白潟総研は、青山学院大学の教授と「非認知能力」に関する共同研究を始めました。

中小企業の経営者の方とお話をしていると、
「トップセールスをマネージャーに昇格させたら、突然うまくいかなくなった」
「幹部が伸び悩んでいるのに、“責任感が弱い”など曖昧な言葉でしか説明できず、育成が進まない」
という声をとても多く耳にします。

しかし本当に、責任感や性格の問題だけで片付くのでしょうか?

この“言語化しづらい課題”の背景には、 非認知能力の偏りや不足があるのではないか。

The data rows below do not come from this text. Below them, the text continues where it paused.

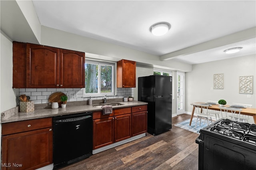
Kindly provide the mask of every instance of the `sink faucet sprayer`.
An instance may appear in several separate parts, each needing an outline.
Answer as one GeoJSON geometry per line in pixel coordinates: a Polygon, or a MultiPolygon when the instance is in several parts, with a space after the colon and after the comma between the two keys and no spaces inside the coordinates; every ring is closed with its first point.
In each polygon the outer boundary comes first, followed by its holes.
{"type": "Polygon", "coordinates": [[[103,99],[104,99],[104,103],[106,103],[107,102],[107,95],[106,95],[105,96],[103,97],[103,99]]]}

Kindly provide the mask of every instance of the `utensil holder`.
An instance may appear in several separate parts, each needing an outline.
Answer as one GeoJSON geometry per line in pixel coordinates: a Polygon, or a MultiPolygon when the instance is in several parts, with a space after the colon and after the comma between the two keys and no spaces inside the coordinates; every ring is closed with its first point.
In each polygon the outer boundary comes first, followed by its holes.
{"type": "Polygon", "coordinates": [[[20,102],[20,112],[32,112],[34,110],[35,105],[33,101],[20,102]]]}

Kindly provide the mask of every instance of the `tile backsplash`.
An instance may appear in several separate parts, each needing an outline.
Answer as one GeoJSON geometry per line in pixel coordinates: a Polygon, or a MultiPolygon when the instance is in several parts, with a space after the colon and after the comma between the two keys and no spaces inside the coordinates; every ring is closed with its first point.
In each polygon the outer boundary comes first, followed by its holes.
{"type": "MultiPolygon", "coordinates": [[[[83,95],[83,90],[80,88],[45,88],[45,89],[20,89],[20,95],[26,95],[30,97],[30,100],[35,104],[48,103],[48,99],[51,95],[55,92],[62,92],[66,95],[70,93],[68,101],[87,101],[88,96],[83,95]]],[[[133,96],[133,88],[116,88],[116,96],[107,96],[107,99],[122,98],[124,96],[133,96]]],[[[92,100],[102,99],[102,97],[92,97],[92,100]]]]}

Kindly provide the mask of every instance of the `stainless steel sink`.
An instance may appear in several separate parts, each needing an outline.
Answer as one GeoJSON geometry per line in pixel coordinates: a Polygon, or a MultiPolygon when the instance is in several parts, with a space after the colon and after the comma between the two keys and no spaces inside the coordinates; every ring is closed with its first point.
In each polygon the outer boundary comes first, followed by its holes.
{"type": "Polygon", "coordinates": [[[98,104],[97,105],[93,105],[93,107],[97,107],[98,108],[100,108],[102,106],[104,106],[104,105],[108,105],[109,106],[120,106],[121,105],[124,105],[124,104],[120,103],[102,103],[102,104],[98,104]]]}

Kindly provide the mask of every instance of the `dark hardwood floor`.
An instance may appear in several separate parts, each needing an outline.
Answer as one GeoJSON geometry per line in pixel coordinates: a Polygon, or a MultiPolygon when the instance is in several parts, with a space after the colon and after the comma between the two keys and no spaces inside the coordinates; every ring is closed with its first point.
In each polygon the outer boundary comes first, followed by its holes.
{"type": "Polygon", "coordinates": [[[172,129],[93,155],[64,170],[198,170],[198,134],[174,125],[190,119],[172,118],[172,129]]]}

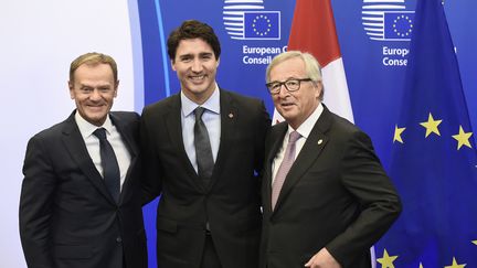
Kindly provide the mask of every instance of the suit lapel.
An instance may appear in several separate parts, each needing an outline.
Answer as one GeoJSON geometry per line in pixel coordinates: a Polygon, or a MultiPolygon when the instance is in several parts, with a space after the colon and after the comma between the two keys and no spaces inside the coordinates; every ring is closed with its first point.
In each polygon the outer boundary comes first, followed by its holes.
{"type": "Polygon", "coordinates": [[[169,104],[169,112],[165,115],[165,121],[169,133],[169,139],[171,140],[173,148],[178,148],[180,160],[184,163],[189,178],[192,178],[193,184],[200,190],[204,191],[204,185],[199,179],[190,159],[186,152],[182,138],[182,125],[181,125],[181,100],[180,94],[176,94],[171,97],[171,103],[169,104]]]}
{"type": "Polygon", "coordinates": [[[322,149],[329,140],[325,133],[330,128],[331,120],[331,112],[324,106],[321,116],[315,124],[308,139],[306,140],[301,151],[299,152],[285,179],[284,185],[278,195],[275,211],[279,210],[280,204],[284,202],[292,189],[296,185],[296,183],[298,183],[306,171],[317,161],[318,157],[321,154],[322,149]]]}
{"type": "Polygon", "coordinates": [[[85,176],[92,184],[113,204],[116,202],[110,196],[104,184],[103,178],[94,165],[89,153],[86,149],[83,137],[74,119],[75,111],[66,119],[63,128],[63,144],[76,162],[77,167],[83,171],[85,176]]]}
{"type": "Polygon", "coordinates": [[[213,185],[218,181],[218,178],[220,176],[220,167],[223,167],[223,162],[226,160],[226,156],[229,156],[229,150],[232,146],[231,138],[235,132],[236,117],[240,116],[237,114],[239,111],[232,96],[225,90],[220,90],[221,141],[219,146],[218,157],[214,163],[214,169],[212,172],[212,181],[208,187],[208,191],[213,187],[213,185]]]}

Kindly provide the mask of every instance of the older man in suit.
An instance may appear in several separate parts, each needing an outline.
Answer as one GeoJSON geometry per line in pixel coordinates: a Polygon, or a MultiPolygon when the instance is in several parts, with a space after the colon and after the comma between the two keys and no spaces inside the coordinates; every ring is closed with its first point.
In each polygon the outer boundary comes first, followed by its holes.
{"type": "Polygon", "coordinates": [[[370,247],[401,203],[370,138],[321,104],[310,54],[276,56],[266,77],[286,121],[266,142],[261,267],[371,267],[370,247]]]}
{"type": "Polygon", "coordinates": [[[259,178],[269,117],[262,101],[219,88],[219,39],[186,21],[168,39],[179,94],[141,120],[147,201],[161,194],[161,268],[258,266],[259,178]]]}
{"type": "Polygon", "coordinates": [[[110,111],[118,84],[110,56],[78,56],[68,82],[76,110],[28,143],[20,235],[29,267],[147,267],[139,116],[110,111]]]}

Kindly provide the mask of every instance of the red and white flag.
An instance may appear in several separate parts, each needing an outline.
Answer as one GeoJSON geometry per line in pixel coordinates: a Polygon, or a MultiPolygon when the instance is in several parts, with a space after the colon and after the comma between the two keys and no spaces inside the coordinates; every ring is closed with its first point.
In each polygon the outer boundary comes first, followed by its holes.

白潟総研はそんな仮説をもとに、青山学院大学地球社会共生学部の林拓也教授と非認知能力に関する共同研究をスタートしました。

今回は「研究を始めました」というお知らせですが、
経営者の皆さまにとって非常に身近な課題に切り込むテーマになっています。

目次

非認知能力とは? なぜいま重要なのか?

非認知能力とは、学力やIQのように数値で測れる“認知能力”とは対になる概念で、
やり抜く力・感情コントロール・協調性・メタ認知・レジリエンス・自己肯定感
といった“あらゆる行動や判断の土台になる力”の総称です。

これらは仕事の成果や人間関係に直結しているにもかかわらず、
一般的には「主体性」「責任感」「コミュニケーション力」など
抽象的で解釈の幅がある不安定な言葉でしか語られないことが多い領域です。

そのため、
「何が原因で失敗したのか」
「何をどこを鍛えれば成長するのか」
といった見立てが曖昧になりがちでした。

しかし、人材育成・教育・心理学の領域では、
近年この“見えづらい力”こそが組織の成果に大きく影響すると明らかになってきています。

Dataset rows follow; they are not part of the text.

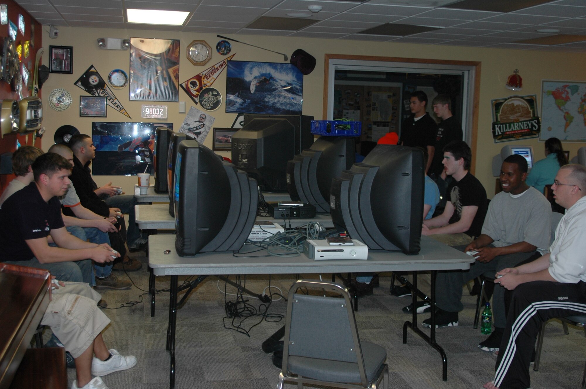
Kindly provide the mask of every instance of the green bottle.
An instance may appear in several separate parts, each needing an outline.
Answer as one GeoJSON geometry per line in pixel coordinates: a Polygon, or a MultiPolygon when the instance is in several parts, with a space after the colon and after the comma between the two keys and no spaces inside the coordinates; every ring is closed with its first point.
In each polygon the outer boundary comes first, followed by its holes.
{"type": "Polygon", "coordinates": [[[492,332],[492,312],[490,311],[490,303],[487,302],[486,306],[482,311],[482,326],[480,332],[488,335],[492,332]]]}

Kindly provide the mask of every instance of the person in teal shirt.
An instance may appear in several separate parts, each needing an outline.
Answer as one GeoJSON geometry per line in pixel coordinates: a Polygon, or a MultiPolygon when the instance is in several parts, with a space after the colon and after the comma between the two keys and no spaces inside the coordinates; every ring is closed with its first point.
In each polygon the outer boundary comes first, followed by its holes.
{"type": "Polygon", "coordinates": [[[568,164],[561,142],[557,138],[546,141],[546,158],[533,164],[526,182],[529,186],[543,193],[546,185],[551,185],[560,167],[568,164]]]}

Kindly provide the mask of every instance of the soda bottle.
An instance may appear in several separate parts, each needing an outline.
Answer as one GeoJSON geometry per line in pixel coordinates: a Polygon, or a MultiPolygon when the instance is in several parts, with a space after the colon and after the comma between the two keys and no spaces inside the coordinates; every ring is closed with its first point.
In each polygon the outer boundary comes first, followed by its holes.
{"type": "Polygon", "coordinates": [[[485,335],[488,335],[492,332],[492,312],[489,302],[486,303],[486,306],[482,311],[482,325],[480,332],[485,335]]]}

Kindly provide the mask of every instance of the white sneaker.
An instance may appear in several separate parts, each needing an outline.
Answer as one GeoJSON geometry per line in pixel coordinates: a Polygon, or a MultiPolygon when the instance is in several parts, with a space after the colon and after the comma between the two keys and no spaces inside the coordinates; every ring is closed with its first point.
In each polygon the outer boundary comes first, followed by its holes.
{"type": "Polygon", "coordinates": [[[107,361],[101,361],[94,357],[91,361],[92,376],[101,377],[114,371],[125,370],[137,364],[137,357],[134,355],[125,357],[114,349],[108,351],[112,356],[107,361]]]}
{"type": "Polygon", "coordinates": [[[77,387],[77,380],[74,380],[71,384],[71,389],[109,389],[106,384],[104,383],[102,379],[99,377],[95,378],[84,385],[81,388],[77,387]]]}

白潟総研では、現在は主に子供の心理教育に用いられるこの概念を社会人に対しての人材育成・マネジメントのノウハウとすべく研究を始めました。

非認知能力で何が見えるようになるのか?

今回扱うテーマは、経営者の皆さまが日々感じている“あるある”に直結します。
 

● Case01. トップセールスがマネージャーになると失速する


「自分基準が強すぎる」
「成果が出ない部下への忍耐が弱い」
「目標達成への焦りで視野が狭くなる」

これらを単なる性格や経験不足と断ずるのは簡単ですが、それだけでマネジメント力はなかなか向上しません。

それを自己効力感・他者理解力・感情コントロール・メタ認知などの非認知能力の領域の“偏り”として説明すると、それぞれについて論理的で具体的な解決が見えてくる可能性があります。

つまり、「セールスと比べて何が弱いからマネジメントにつまずくのか」が明確に説明できるようになります。
 

Case02. “そこそこ優秀”で止まる経営幹部


「意思決定が遅い」
「現状に満足して新しいことに挑戦しない」
「自部門のことばかりで全社目線がない」

このような”経営力”と言われる能力も、明らかにテストや偏差値で表せるような認知能力ではありません。

不安耐性/メタ認知/認知的柔軟性/レジリエンスなどといった非認知能力の因子の組み合わせで解析すると、各社の状況によって必要とされている”経営力”が見えてきます。

抽象語で語られてきた育成課題を、因子レベルで「再定義」する

上記の2つのシーンに限らず、これまでは「コミュニケーション力」「主体性」「責任感」といった便利な言葉が多用されてきました。

しかし、こうした抽象語は指導する側にも指導される側にも、
「わかったようで実は何もわかっていない」状態を生みやすく、育成を停滞させる大きな要因になっています。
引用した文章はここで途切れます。